Situs NASA yang menunjukkan bumi dari ruang angkasa

Senin, NASA meluncurkan situs baru yang menampilkan gambar dari sisi diterangi matahari penuh dari bumi. NASA telah menggoda kita dengan gambar yang menakjubkan dari Bumi yang diambil oleh Deep Space Observatory Iklim (DSCOVR) satelit, tapi sekarang kita akan dapat melihat foto pesawat ruang angkasa setiap hari.

Foto-foto akan diambil alih sebelum 12 sampai 36 jam dari kamera yang dipasang pada satelit di orbit 1 juta mil dari Bumi. Mulai hari ini, setidaknya selusin gambar dari DSCOVR Earth Polychromatic Imaging Camera atau EPIC, akan diposting di Web setiap hari. Website yang baru juga dilengkapi dengan arsip EPIC gambar.

Tujuan dari misi DSCOVR adalah untuk mempertahankan kemampuan usto yang menyediakan real-time monitoring angin matahari yang memungkinkan untuk peringatan cuaca ruang akurat dan prakiraan.

foto-bumi-dscovr

Anda dapat memeriksa gambar baru melalui NASA website yang ditujukan kepada harian foto DSCOVR. Tujuan utama dari satelit adalah melacak angin surya yang mengarah ke bumi dari hari Minggu. Karena bumi ini sangat cerah dibandingkan dengan sisa alam semesta, bintang samar tidak akan terlihat.
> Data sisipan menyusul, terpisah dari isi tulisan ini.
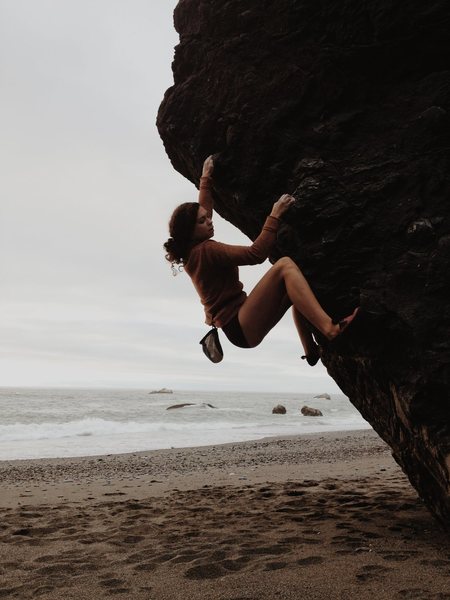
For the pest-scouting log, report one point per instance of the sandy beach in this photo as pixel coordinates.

Kamera EPIC tidak memiliki tujuan yang lebih besar daripada mengambil gambar indah.

Pesawat ruang angkasa berukuran kulkas yang dikenal sebagai DSCOVR, Triana dan GoreSat, diluncurkan pada bulan Februari setelah 17 tahun pasang surut dalam pengembangan misi.

Gambar juga membantu para ilmuwan untuk mempelajari hal-hal seperti ozon dan awan tinggi.
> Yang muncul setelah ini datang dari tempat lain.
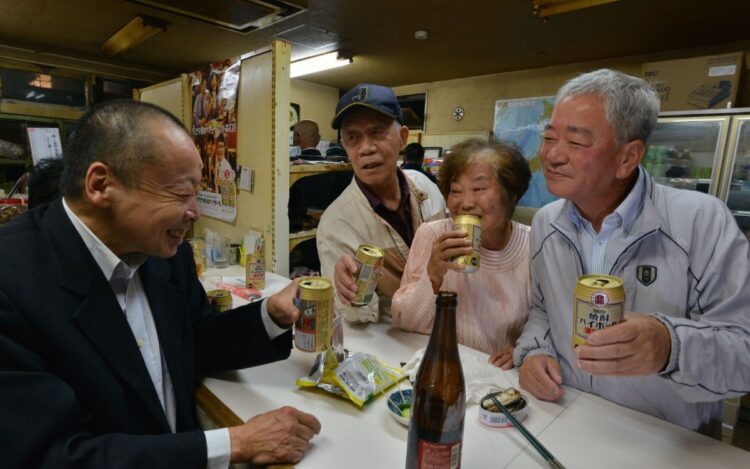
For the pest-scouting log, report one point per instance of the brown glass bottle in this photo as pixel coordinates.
(436, 428)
Orbit ini membuat pesawat ruang angkasa dekat titik L1 dan membutuhkan manuver kecil hanya sesekali, tetapi orbitnya dapat bervariasi 4-15 derajat dari garis matahari-bumi selama beberapa tahun.

Badan antariksa juga baru-baru mengungkapkan pandangan baru dari Bumi menggunakan Epic, menunjukkan planet kita dari satu juta mil jauhnya. “DSCOVR akan berfungsi sebagai pelampung tsunami kami di ruang angkasa, memberikan peramal sampai peringatan satu jam dari letusan magnetik besar dari matahari yang kadang-kadang terjadi, disebut Coronal Mass ejections, atau CMEs”, kata Tom Berger, direktur NOAA ruang Prediksi Cuaca Pusat di Boulder, Colorado.

Leave a Reply

Your email address will not be published. Required fields are marked *

This site uses Akismet to reduce spam. Learn how your comment data is processed.